Hamilton Stuns in Mexico

Unlike driving European race circuits, the Autódromo Hermanos Rodríguez is a peculiarity. At 6,500 feet above sea level, the thin air has an effect on the driving that the F1 teams don’t experience anywhere else on the calendar. At that altitude the air is thin, meaning less power for the engines, and downforce having less effect. The cars run Monaco levels of downforce on a track that has top speeds of circa 225mph. This result is that teams with the stronger aero-package will have the legs on the teams that are engine dependent. And that’s what we saw in qualifying, with Max Verstappen’s Honda-powered Red Bull taking a stunning pole from Charles Leclerc’s Ferrari.

But it was not to be. Verstappen’s fastest lap was scrubbed from the record for not slowing under a yellow-flag, and only his second fastest lap counted, dropping him to 4th on the grid. Not a the most egregious driving infringement, but one that had consequences. Tangling with Lewis Hamilton off the start, and then dropping into the squabbling midfield. His race went from bad to worse when a puncture forced him into an early pitstop, dropping him to the back of the pack.

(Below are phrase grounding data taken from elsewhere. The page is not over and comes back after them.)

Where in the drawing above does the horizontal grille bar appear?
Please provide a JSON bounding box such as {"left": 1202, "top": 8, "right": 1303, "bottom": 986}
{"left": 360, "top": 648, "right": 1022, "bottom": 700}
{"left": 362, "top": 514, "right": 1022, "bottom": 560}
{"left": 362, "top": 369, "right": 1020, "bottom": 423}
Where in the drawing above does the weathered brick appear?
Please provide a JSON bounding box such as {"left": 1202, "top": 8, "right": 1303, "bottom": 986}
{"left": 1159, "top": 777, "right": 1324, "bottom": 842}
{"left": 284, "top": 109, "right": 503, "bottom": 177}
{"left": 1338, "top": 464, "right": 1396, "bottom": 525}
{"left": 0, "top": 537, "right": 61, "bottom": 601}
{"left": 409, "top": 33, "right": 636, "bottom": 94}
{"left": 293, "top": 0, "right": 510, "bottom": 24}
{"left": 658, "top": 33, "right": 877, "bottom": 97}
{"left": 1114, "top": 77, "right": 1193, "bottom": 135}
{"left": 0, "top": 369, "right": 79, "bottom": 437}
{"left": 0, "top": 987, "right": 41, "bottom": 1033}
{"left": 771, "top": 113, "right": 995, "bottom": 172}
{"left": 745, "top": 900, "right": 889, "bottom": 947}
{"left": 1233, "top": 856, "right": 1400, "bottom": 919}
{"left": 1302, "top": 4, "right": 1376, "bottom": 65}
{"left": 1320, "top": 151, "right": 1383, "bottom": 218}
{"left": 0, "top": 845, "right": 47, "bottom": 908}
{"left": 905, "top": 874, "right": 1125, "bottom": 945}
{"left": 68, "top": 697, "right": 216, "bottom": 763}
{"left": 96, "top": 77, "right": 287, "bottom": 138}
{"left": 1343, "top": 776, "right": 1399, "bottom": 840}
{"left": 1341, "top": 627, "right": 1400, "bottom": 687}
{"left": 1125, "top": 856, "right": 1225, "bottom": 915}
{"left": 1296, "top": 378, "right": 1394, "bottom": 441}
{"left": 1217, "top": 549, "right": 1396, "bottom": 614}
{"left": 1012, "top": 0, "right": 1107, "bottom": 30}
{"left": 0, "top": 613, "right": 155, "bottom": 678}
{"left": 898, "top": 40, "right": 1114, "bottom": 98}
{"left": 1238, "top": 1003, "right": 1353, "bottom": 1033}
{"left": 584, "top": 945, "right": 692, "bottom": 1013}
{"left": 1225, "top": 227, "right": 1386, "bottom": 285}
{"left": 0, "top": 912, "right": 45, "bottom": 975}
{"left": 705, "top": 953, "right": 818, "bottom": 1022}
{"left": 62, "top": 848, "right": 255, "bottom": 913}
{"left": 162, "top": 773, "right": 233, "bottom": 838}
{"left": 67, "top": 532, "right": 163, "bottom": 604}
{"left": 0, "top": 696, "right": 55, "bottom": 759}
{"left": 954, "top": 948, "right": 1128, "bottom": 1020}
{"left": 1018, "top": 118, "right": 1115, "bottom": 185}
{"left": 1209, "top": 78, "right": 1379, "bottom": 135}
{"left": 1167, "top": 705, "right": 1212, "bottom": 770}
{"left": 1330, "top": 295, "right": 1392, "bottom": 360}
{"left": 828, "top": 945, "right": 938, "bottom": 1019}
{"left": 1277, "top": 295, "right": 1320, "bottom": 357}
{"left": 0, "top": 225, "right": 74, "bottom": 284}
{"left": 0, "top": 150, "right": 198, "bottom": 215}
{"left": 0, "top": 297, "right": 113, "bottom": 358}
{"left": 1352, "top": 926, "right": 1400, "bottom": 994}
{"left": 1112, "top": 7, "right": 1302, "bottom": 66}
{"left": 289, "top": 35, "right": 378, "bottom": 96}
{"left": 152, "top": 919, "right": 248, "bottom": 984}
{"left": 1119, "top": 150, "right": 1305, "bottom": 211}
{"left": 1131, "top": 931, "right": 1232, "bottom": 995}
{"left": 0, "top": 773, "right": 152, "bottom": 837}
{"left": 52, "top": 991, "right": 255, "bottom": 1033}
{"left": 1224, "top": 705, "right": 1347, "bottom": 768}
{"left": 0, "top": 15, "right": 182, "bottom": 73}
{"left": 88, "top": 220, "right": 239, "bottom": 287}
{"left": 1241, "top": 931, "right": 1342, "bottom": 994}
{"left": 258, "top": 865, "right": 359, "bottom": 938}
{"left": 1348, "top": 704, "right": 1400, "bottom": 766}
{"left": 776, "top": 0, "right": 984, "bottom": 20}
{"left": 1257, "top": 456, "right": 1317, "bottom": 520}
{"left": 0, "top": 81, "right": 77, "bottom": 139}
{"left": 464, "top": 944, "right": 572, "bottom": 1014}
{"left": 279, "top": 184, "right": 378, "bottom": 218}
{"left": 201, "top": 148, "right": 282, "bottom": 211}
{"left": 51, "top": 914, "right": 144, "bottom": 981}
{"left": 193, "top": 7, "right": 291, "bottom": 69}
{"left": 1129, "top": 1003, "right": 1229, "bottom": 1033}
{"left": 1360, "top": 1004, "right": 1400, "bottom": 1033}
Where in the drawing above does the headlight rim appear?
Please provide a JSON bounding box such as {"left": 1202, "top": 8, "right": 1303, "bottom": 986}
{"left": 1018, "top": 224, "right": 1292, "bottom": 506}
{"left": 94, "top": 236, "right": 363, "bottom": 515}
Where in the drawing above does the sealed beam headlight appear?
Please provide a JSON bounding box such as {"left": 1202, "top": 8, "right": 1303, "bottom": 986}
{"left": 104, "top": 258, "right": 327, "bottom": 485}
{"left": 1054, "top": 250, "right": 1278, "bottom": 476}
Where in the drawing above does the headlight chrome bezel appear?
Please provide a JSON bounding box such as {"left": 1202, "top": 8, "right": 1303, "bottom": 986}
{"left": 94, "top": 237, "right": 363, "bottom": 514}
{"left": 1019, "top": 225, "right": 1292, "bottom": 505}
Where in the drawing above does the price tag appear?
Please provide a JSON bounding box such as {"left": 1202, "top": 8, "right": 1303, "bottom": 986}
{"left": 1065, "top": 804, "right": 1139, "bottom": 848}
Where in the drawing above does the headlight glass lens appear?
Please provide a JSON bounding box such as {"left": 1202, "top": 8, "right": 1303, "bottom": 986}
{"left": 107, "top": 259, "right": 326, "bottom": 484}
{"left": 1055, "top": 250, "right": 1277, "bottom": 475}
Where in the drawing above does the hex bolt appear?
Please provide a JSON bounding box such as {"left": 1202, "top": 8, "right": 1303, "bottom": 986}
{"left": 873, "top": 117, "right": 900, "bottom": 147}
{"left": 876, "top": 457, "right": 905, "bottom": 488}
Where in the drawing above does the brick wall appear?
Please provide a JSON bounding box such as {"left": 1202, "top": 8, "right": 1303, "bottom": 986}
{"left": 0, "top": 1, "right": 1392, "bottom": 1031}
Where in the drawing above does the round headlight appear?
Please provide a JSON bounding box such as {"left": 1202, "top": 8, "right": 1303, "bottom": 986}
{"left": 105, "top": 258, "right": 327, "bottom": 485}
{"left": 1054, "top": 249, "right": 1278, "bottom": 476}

The fact he finished 6th is testament to his prodigious talents.

At the sharp-end it was no a 4 horse racing. With the prancing horses splitting their strategies and making life very uncomfortable for the one-stopping Lewis Hamilton, who was forced to drive extremely conservatively. What we hoped and expected to become a grandstand finish, it never materialised. As the quintet of protagonists converged with around 5 laps remaining, the race was effectively neutralised due to their inability to follow each other closely enough. All in all, a great race, but missing the killer punch we thought it had promised.